Mientras aquel poder iba desequilibrando la balanza en Occidente, la fuerza del feudalismo iba generando ciertas transformaciones en la sociedad y sus costumbres. Para comenzar, Watson decía que “Feudalismo” no era una palabra feudal, y explicaba que había sido inventada en el siglo XVIII y fue popularizada por Montesquieu y utilizada hasta la saciedad por Karl Marx, entre varios otros. “Las palabras que realmente se usaron en la época para describir la jerarquía feudal eran ‘vasallaje’ y ‘señorío’. El feudalismo, de hecho, fue una forma específica de gobierno descentralizado predominante en Europa occidental y septentrional desde el siglo IX hasta el XIII”. Para Norman Cantor, su origen fue el ‘comitatus’ o ‘gefolge’, una partida que los líderes le entregaba a los guerreros por su lealtad y valor.
Por aquellos tiempos, la palabra vasallo significaba muchacho, y los ejércitos de caballeros, que con el tiempo dieron lugar a numerosas historias, textos, trovas, eran grupos de jóvenes en busca de diversión, o de aprobación. No tenían nada que ver con la tenencia de las tierras, y vivían en cabañas que les entregaban “sus señores”, que también les daban comida y vestido. De acuerdo con Watson, lo que cambió aquellas maneras de vivir y de luchar fue la invención del estribo, o la idea del estribo que llegó desde Oriente. “La invención del estribo, en China, y su introducción en Europa cambiaría por completo la relación entre la caballería y la infantería. El estribo permitía a los jinetes concentrar la fuerza producto del peso y la velocidad en el punto de impacto, esto es, en la punta de su lanza”.

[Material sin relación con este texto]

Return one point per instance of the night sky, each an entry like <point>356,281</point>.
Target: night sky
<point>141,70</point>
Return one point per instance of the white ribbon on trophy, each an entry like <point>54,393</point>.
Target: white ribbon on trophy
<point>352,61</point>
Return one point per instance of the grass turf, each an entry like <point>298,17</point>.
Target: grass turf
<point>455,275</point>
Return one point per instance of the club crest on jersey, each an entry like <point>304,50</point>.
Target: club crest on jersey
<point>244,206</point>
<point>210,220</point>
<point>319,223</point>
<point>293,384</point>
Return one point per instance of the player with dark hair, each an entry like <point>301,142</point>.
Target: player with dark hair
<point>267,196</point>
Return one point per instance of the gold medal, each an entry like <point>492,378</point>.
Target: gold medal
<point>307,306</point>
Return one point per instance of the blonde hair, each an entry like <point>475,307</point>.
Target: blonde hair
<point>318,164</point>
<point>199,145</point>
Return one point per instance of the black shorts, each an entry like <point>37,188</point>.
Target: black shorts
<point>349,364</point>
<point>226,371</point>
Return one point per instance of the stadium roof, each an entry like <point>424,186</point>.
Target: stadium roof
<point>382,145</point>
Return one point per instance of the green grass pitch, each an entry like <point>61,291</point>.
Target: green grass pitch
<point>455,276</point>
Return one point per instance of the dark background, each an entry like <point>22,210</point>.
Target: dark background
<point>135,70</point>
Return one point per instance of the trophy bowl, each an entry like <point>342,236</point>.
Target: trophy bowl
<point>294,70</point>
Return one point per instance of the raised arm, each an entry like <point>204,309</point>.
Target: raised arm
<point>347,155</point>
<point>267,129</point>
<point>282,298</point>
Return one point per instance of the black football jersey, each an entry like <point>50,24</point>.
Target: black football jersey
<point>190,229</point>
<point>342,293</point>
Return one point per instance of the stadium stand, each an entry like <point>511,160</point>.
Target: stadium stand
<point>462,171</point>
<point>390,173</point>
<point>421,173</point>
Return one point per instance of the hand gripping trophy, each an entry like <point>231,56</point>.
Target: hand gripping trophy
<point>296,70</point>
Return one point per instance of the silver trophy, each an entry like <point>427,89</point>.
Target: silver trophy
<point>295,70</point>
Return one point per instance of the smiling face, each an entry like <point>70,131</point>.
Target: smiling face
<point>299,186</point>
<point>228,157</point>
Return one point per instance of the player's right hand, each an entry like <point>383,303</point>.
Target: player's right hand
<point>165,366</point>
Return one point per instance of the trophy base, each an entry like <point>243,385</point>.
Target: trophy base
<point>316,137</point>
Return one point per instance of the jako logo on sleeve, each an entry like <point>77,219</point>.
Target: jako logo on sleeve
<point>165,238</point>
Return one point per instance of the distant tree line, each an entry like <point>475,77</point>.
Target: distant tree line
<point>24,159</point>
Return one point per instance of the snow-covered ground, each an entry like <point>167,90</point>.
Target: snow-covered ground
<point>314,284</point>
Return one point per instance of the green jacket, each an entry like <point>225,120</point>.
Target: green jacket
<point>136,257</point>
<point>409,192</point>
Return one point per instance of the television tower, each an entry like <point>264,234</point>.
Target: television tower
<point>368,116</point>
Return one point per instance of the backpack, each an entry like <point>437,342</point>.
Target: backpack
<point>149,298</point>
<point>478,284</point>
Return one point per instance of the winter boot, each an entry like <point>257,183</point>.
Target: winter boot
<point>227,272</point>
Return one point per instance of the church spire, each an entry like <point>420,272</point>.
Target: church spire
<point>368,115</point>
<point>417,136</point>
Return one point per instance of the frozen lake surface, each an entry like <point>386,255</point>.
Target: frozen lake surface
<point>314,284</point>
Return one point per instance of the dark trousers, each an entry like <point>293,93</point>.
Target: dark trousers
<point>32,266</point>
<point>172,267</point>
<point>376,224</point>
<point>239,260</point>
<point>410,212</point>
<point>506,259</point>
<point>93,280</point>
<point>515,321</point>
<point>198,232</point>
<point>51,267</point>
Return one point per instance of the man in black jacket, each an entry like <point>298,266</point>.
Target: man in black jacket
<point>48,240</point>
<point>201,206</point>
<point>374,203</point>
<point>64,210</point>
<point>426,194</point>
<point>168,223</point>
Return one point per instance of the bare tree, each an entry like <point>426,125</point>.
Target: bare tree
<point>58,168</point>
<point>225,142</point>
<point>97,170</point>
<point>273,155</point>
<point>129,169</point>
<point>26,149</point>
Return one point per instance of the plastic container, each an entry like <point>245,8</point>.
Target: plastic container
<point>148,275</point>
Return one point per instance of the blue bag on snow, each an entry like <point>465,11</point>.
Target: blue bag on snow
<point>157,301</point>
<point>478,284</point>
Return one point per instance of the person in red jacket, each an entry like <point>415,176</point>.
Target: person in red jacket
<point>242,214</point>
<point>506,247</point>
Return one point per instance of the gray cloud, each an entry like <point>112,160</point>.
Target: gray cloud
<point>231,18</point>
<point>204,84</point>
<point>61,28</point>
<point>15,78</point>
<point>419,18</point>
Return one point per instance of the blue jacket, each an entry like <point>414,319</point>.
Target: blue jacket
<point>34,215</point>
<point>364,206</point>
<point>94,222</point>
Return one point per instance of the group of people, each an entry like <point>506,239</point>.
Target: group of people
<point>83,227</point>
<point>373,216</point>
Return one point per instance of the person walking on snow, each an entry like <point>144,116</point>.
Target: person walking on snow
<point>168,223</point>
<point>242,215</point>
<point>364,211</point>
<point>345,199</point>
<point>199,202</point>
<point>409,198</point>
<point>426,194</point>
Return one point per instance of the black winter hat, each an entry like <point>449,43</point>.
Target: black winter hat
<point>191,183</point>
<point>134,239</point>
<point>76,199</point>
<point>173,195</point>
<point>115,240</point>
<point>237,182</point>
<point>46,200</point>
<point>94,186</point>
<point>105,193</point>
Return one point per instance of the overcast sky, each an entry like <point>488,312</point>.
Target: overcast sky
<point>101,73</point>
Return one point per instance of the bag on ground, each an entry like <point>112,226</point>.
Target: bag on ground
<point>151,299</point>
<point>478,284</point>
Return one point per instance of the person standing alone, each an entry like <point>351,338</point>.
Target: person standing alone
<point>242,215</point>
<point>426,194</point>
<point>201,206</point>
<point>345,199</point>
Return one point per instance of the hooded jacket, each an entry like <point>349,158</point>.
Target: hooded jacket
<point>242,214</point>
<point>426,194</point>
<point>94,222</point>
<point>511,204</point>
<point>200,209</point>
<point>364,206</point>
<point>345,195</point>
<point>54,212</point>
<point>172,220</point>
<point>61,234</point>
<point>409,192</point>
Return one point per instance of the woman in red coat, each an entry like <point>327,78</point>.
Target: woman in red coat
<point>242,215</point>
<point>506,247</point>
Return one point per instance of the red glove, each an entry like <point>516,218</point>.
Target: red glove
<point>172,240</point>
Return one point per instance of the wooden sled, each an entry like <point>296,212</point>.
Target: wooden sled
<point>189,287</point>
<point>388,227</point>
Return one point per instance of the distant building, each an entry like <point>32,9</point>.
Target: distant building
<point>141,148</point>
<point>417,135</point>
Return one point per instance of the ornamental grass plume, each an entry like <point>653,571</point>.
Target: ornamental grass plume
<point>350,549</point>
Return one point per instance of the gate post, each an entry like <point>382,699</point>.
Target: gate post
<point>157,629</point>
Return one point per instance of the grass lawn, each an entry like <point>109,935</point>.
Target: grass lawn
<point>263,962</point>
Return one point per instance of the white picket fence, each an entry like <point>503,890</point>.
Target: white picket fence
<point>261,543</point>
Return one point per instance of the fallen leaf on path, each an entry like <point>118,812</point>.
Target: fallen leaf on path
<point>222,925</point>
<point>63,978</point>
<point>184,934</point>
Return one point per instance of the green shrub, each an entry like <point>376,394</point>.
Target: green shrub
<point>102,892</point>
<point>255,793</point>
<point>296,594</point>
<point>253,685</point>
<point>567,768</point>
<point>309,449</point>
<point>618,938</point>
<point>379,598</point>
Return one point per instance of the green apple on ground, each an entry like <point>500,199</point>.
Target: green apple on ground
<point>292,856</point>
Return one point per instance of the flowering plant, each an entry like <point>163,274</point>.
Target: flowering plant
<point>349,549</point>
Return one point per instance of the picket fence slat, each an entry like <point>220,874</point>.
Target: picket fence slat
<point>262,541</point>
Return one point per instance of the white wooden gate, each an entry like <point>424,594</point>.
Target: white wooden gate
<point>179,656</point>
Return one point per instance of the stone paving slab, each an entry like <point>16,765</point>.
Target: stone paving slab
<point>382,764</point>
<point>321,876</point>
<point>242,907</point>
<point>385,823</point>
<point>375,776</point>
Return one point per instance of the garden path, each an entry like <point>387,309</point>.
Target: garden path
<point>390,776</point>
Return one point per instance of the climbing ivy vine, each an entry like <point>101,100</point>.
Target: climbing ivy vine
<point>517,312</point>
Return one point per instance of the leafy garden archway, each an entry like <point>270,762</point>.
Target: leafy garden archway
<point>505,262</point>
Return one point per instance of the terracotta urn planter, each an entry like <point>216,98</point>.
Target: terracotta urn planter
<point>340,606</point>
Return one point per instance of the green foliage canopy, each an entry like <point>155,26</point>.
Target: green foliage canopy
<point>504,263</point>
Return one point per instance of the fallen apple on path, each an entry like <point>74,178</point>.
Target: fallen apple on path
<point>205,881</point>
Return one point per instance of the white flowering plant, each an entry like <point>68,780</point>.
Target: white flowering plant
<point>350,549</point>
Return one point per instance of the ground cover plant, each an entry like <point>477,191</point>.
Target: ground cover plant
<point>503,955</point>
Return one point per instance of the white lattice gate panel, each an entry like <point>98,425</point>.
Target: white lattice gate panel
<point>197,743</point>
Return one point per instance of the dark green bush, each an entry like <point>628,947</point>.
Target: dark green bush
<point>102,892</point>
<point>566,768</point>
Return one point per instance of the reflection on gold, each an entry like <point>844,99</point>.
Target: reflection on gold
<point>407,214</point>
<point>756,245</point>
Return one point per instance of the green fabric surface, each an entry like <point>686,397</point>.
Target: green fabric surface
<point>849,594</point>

Aquel pequeño e inmenso invento transformó las armaduras, los caballos, y por ende, el costo de unos y otros. Para ir a las batallas, los “caballeros” requerían como mínimo de dos caballos, de otro par para llevar las armaduras, y de estas vestimentas de guerra, tanto para el animal como para el jinete. Los enfrentamientos fueron cada vez más y más costosos. Los señores feudales acabaron por decidir que la mejor paga era la tierra, “propiedades señoriales que les permitieran reunir los ingresos necesarios para cumplir con sus obligaciones en la batalla”, y que a su vez, llevaron a unos y a otros a una especie de ansias de tierras que produjeron parte de la creación de Europa, y un creciente debilitamiento tanto de las monarquías como de la Iglesia. Las lealtades de los señores y los caballeros se daban entre sí, no se dirigían hacia los reyes ni hacia el papa y sus obispos.